Monday, October 25, 2010

Wild Wild West--"The Night of the Sedgewick Curse"

The Wild Wild West takes its first turn with horror in the fourth season with “The Night of the Sedgewick Curse.” The series id often hit and miss with darer stories, but this time around, it is a bulls eye.

Jim plays courier between Ulysses S. Grant and a high ranking government official who is vacationing at a health spa to treat a blood disorder. The official disappears from his hotel room moments after jim leaves. Our heroes are on the case.

The only weak point of the episode is the freak accident way in which Jim stumbles across the true plot. He winds up saving young Lavinia Sedgewick from crashing her stagecoach and is invited to dinner as a reward. The Sedgewick’s are Lavinia and her grandfather. They live in a creepy old mansion with both of them seemingly under the undue influence of Dr. Maitland.

The Sedgewick family, with the apparent exception of her grandfather, has a tradition of dying young. Lavinia’s brother, a biochemist, died a few months ago. In her family’s history, several generations have dabbled in witchcraft, the occult, and bona fide Satanism with local torch and pitchfork carrying villagers bringing forth their predictable end.

It is not revealed until the fourth act they were all in pursuit of eternal youth. Lavinia’s brother switched from magic to science and was on the verge of discovering it, but his formula caused rapid aging instead. He did not die months ago, but is being passed off as the very old, senile grandfather. Lavnia has roped Dr. Maitland into continuing her brother’s research. He has been using the local spa to kidnap clients with certain blood disorders for further research. Jim discovers the failed patients in the dungeon including the government official he is looking for, all dying of advanced age.
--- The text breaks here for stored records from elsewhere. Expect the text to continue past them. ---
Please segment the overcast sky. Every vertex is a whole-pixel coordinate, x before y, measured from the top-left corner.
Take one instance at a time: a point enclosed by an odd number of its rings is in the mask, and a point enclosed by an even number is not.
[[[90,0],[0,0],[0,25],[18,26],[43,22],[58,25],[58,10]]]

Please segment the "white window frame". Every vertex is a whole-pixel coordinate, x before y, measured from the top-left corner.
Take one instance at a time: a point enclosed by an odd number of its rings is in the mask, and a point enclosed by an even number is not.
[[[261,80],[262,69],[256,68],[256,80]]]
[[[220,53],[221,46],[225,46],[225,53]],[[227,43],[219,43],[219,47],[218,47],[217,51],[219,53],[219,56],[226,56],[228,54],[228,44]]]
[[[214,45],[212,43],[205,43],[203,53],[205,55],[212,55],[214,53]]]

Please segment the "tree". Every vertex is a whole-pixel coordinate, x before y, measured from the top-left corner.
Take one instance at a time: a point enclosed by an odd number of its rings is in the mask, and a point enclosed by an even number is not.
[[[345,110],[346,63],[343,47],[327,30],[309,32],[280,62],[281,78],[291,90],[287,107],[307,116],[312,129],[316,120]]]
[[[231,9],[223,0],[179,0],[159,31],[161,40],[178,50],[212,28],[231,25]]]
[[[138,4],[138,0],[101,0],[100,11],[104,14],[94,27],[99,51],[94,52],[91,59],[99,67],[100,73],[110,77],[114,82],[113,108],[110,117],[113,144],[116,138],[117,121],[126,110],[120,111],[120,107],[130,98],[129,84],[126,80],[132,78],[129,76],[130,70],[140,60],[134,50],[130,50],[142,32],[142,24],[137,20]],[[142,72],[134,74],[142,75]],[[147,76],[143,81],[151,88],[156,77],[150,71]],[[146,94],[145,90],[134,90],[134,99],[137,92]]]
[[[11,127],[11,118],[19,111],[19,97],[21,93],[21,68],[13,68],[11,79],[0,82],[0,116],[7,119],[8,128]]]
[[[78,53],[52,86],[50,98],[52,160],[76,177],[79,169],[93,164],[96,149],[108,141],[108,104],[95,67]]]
Artie, posing a someone with a blood disorder, tricks Lavinia into thinking the formula now works. It does not, so her worst fear comes true as she rapidly ages after injecting herself. The limits of the era’s special effects keep that from happening on screen a la Indiana Jones and the Last Crusade, but the final reveal of her looking 100+ years old was still startling now and probably even more so when the episode first aired.The rapid aging process turned her eyes brown, too. Scary.

“The Night of the Sedgewick Curse” is a very good, very creepy episode. The show is at it best when it flirts with high concepts, yet does not resort to camp in order to pull it off. The episode feels like one of the best Hammer Films of the day to me. I would give it four tars, save for the too convenient way Jim ad the Sedgewickses meet.